What files can I reference in an init script?

The support for referencing other files in an init script depends on where the referenced files are stored. This article outlines this behavior and provides recommendations.

Databricks recommends managing all init scripts as cluster-scoped init scripts. Init scripts should be stored in Unity Catalog volumes if using compute with shared or assigned access mode. Workspace files should be used for init scripts if using compute with no-isolation shared access mode.

What identity is used to run init scripts?

In assigned access mode, the identity of the assigned principal (a user or service principal) is used.

In shared access mode or no-isolation shared access mode, init scripts use the identity of the cluster owner.

Not all locations for storing init scripts are supported on all Databricks Runtime versions and access modes. See Compute compatibility with libraries and init scripts.

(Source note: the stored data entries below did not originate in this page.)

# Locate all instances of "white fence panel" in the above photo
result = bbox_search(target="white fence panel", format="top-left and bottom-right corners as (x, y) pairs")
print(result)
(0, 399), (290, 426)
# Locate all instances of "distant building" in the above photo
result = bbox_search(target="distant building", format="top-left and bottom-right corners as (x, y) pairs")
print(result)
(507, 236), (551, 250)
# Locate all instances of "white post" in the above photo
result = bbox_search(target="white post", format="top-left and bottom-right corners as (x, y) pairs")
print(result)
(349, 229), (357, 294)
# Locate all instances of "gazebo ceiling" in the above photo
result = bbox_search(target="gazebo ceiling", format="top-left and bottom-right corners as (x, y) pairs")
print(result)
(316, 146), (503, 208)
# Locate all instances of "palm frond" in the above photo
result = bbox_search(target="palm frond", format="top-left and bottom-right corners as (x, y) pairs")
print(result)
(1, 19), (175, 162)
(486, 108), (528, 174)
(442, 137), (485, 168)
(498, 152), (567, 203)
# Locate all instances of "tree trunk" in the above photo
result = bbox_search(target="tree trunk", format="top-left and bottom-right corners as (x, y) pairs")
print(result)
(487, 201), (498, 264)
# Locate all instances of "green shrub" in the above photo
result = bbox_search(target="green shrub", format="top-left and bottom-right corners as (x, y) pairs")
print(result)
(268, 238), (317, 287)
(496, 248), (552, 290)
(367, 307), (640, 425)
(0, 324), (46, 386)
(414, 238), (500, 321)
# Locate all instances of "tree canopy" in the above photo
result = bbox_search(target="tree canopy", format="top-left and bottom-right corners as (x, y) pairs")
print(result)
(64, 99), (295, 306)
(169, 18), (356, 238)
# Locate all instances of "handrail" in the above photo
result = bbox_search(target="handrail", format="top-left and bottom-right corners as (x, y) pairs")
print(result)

Can I reference files in Unity Catalog volumes from init scripts?

You can reference libraries and init scripts stored in Unity Catalog volumes from init scripts stored in Unity Catalog volumes.

Important

Credentials required to access other files stored in Unity Catalog volumes are only made available within init scripts stored in Unity Catalog volumes. You cannot reference any files in Unity Catalog volumes from init scripts configured from other locations.

For clusters with shared access mode, only the configured init script needs to be added to the allowlist. Access to other files referenced in the init script is governed by Unity Catalog.

Can I reference workspace files from init scripts?

You cannot reference libraries or init scripts stored in workspace files from init scripts. This includes libraries, init scripts, or other files stored in Databricks Repos.

Can I reference files in cloud object storage from init scripts?

You can reference libraries and init scripts stored in cloud object storage from init scripts.

For clusters with shared access mode, only the configured init script needs to be added to the allowlist. Access to other files referenced in the init script is determined by access configured to cloud object storage.

Databricks recommends using instance profiles to manage access to libraries and init scripts stored in S3. Use the following documentation in the cross-reference link to complete this setup:

  1. Create a IAM role with read and list permissions on your desired buckets. See Configure S3 access with instance profiles.

  2. Launch a cluster with the instance profile. See Launch a compute resource with an instance profile.

Can I reference files in the DBFS root from init scripts?

Databricks no longer recommends storing or configuring init scripts in the DBFS root. This pattern is considered deprecated and support might be removed in a future release.

Important

Libraries uploaded using the library UI are stored in the DBFS root. All workspace users have the ability to modify data and files stored in the DBFS root. You can avoid this by uploading libraries to workspace files or Unity Catalog volumes, using libraries in cloud object storage or using library package repositories.

You can reference both libraries and init scripts stored in DBFS root from init scripts.